Meanwhile spring had come, beautiful, harmonious, without spring’s anticipations and deceptions, one of those rare springs that bring joy to plants, animals and people alike. This beautiful spring aroused Levin still more and strengthened him in the intention to renounce all former things, in order to arrange his solitary life firmly and independently. Though many of those plans with which he had returned to the country had not been carried out, he had observed the main thing - purity of life. He did not experience the shame that usually tormented him after a fall and was able to look people boldly in the eye. Already in February he had received a letter from Marya Nikolaevna saying that his brother Nikolai’s health had worsened but that he did not want to be treated, and as a result of this letter Levin had gone to see his brother in Moscow and had succeeded in persuading him to consult a doctor and go to a watering-place abroad. He had succeeded so well in persuading his brother and in lending him money for the trip without vexing him, that in this respect he was pleased with himself. Apart from managing the estate, which required special attention in the spring, apart from reading, Levin had also begun that winter to write a work on farming, the basis of which was that the character of the worker had to be taken as an absolute given in farming, like climate and soil, and that, consequently, all propositions in the science of farming ought to be deduced not from the givens of soil and climate alone, but also from the known, immutable character of the worker. So that, in spite of his solitude, or else owing to it, his life was extremely full, and only once in a while did he feel an unsatisfied desire to tell the thoughts that wandered through his head to someone besides Agafya Mikhailovna, though with her, too, he often happened to discuss physics, the theory of farming, and especially philosophy. Philosophy was Agafya Mikhailovna’s favourite subject.

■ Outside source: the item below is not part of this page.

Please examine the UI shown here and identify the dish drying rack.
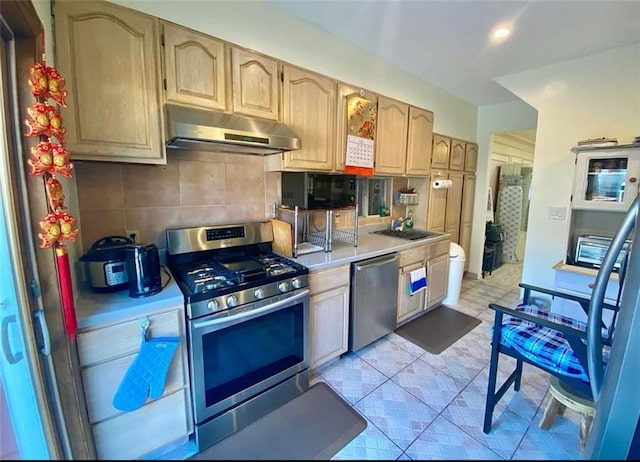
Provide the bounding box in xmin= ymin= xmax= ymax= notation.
xmin=273 ymin=204 xmax=358 ymax=258
xmin=396 ymin=193 xmax=420 ymax=205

Spring was a long time unfolding. During the last weeks of Lent the weather was clear and frosty. In the daytime it thawed in the sun, but at night it went down to seven below;15 there was such a crust that carts could go over it where there was no road. There was still snow at Easter. Then suddenly, on Easter Monday, a warm wind began to blow, dark clouds gathered, and for three days and three nights warm, heavy rain poured down. On Thursday the wind dropped, and a thick grey mist gathered, as if concealing the mysteries of the changes taking place in nature. Under the mist waters flowed, ice blocks cracked and moved off, the muddy, foaming streams ran quicker, and on the eve of Krasnaya Gorka16 the mist scattered, the dark clouds broke up into fleecy white ones, the sky cleared, and real spring unfolded. In the morning the bright sun rose and quickly ate up the thin ice covering the water, and the warm air was all atremble, filled with the vapours of the reviving earth. The old grass and the sprouting needles of new grass greened, the buds on the guelder-rose, the currants and the sticky, spiritous birches swelled, and on the willow, all sprinkled with golden catkins, the flitting, newly hatched bee buzzed. Invisible larks poured trills over the velvety green fields and the ice-covered stubble, the peewit wept over the hollows and marshes still filled with brown water; high up the cranes and geese flew with their spring honking. Cattle, patchy, moulted in all but a few places, lowed in the meadows, bow-legged lambs played around their bleating, shedding mothers, fleet-footed children ran over the drying paths covered with the prints of bare feet, the merry voices of women with their linen chattered by the pond, and from the yards came the knock of the peasants’ axes, repairing ploughs and harrows.17 The real spring had come.

XIII

Levin put on big boots and, for the first time, a cloth jacket instead of his fur coat, and went about the farm, striding across streams that dazzled the eyes with their shining in the sun, stepping now on ice, now in sticky mud.